Mayoritas warga Tasikmalaya akan merasakan suasana masa lalu, karena bangunan di kawasan itu tidak mengalami perubahan sejak tahun 80-an silam.

Apalagi jika melihat bekas bangunan bioskop Tasik Theater yang masih berdiri kokoh, meski eksteriornya sudah terlihat usang dengan kerusakan di beberapa bagian.

Bioskop yang satu ini menjadi satu-satunya bioskop zaman dulu di Tasikmalaya yang belum bertransformasi atau belum dimanfaatkan kembali sejak tutup di awal tahun 2000-an.

Remaja Tasikmalaya di tahun 80-an sampai 90-an dapat dipastikan akan terkenang dengan kawasan dan bangunan yang satu ini.

"Tempat dulu saya menonton film Saur Sepuh, Satria Madangkara," kata Harniwan (53), warga Jalan Rumah Sakit, Kota Tasikmalaya.

Menurut dia bioskop Tasik Theater spesialis film Indonesia, India dan Hongkong. "Kalau dulu istilahnya nonton film babah ngamuk (film laga Mandarin)," kata Harniwan.

Dia juga mengatakan bioskop ini menjadi saksi keterpurukan dunia perfilman nasional. Ketika itu film produksi nasional didominasi oleh film-film berbau esek-esek.

"Sejak saat itu jadi malas menonton, karena malu ya. Ada stigma buruk jika kita menonton di bioskop yang memutar film-film seperti itu," kata Harniwan.
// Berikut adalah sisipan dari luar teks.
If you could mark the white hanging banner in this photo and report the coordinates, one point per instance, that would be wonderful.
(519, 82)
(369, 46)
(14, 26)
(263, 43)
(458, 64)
Hal ini dibenarkan pula oleh Yusep Saefulloh (55), warga Singaparna. Dia mengaku, hanya beberapa kali saja menonton film di Tasik Theater. Selain karena fasilitasnya dianggap kurang bagus, juga film yang diputar kebanyakan film berbau esek-esek.
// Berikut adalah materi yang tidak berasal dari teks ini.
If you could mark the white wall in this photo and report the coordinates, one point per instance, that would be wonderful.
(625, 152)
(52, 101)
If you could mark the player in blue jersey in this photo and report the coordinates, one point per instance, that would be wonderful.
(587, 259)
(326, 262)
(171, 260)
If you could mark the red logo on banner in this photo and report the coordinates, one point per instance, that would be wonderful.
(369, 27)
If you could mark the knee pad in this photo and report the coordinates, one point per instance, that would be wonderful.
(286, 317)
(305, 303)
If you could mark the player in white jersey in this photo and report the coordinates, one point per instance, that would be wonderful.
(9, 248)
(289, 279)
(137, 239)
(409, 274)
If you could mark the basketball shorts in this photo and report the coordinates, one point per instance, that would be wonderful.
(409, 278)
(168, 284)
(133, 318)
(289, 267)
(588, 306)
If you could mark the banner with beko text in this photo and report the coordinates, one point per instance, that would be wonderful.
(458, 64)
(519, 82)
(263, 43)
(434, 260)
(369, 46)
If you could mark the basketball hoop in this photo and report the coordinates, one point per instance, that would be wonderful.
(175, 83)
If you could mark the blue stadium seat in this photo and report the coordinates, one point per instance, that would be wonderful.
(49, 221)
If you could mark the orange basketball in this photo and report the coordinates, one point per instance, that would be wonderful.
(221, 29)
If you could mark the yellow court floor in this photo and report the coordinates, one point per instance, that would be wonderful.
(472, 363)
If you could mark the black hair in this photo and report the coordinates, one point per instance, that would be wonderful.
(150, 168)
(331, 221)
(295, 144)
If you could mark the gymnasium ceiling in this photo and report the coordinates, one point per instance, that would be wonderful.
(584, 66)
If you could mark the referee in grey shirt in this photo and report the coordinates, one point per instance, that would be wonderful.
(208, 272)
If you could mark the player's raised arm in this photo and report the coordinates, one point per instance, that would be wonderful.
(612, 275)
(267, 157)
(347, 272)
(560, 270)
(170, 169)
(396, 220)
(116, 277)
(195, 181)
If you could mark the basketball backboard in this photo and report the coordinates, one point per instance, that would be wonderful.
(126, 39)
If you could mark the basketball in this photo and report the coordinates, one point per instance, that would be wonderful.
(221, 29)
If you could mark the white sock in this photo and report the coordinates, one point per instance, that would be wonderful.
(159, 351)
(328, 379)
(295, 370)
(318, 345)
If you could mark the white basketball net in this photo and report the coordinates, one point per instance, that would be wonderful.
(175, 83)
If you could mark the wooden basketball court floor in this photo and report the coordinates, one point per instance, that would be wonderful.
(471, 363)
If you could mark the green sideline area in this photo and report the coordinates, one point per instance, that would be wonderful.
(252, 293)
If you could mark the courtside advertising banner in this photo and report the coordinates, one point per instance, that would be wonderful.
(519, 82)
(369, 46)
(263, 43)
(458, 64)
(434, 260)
"Kalau saya lebih sering di Hegarmanah atau Parahyangan di Jalan Yudanegara, yang sekarang sudah berubah menjadi hotel-hotel berbintang," kata Yusep.

Meski demikian, karena lokasinya dalam komplek pasar, bioskop itu selalu ramai. "Bagusnya karena dekat pasar, jadi kalau mau jajan atau sekalian belanja gampang," kata Yusep.
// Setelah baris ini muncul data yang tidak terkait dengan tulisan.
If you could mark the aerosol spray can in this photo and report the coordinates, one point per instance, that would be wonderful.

Menurut dia di tahun 80-an atau awal-awal beroperasi, Tasik Theater sempat jadi wahana hiburan favorit para penikmat film. "Kalau awal-awal dibuka masih bagus, namun di akhir 90-an mulai terkena stigma. Ya mungkin karena sering memutar film-film berbau esek-esek," kata Yusep.

Dia menambahkan, di Tasikmalaya pada masa itu banyak memiliki fasilitas bioskop, sehingga masyarakat punya banyak pilihan, menyesuaikan dengan selera genre film dan kemampuan membeli tiket.

"Kan dulu banyak bioskop di Tasik. Selain Tasik Theater ada Hegarmanah, Parahiyangan, Garuda. Bahkan di daerah pinggiran juga ada, seperti di Singaparna atau Ciawi," kata Yusep.

Menurut dia, berbeda dengan bioskop sekarang yang hampir semuanya memiliki fasilitas bagus dan terawat, bioskop zaman dulu diantaranya ada yang kurang memperhatikan kenyamanan penonton.

"Kursi yang bisa membuat gatal-gatal, bau pesing dari WC tercium ke studio, calo tiket yang galak. Ah macam-macam masalahnya. Beda dengan bioskop sekarang, nyaman dan terawat," kata Yusep.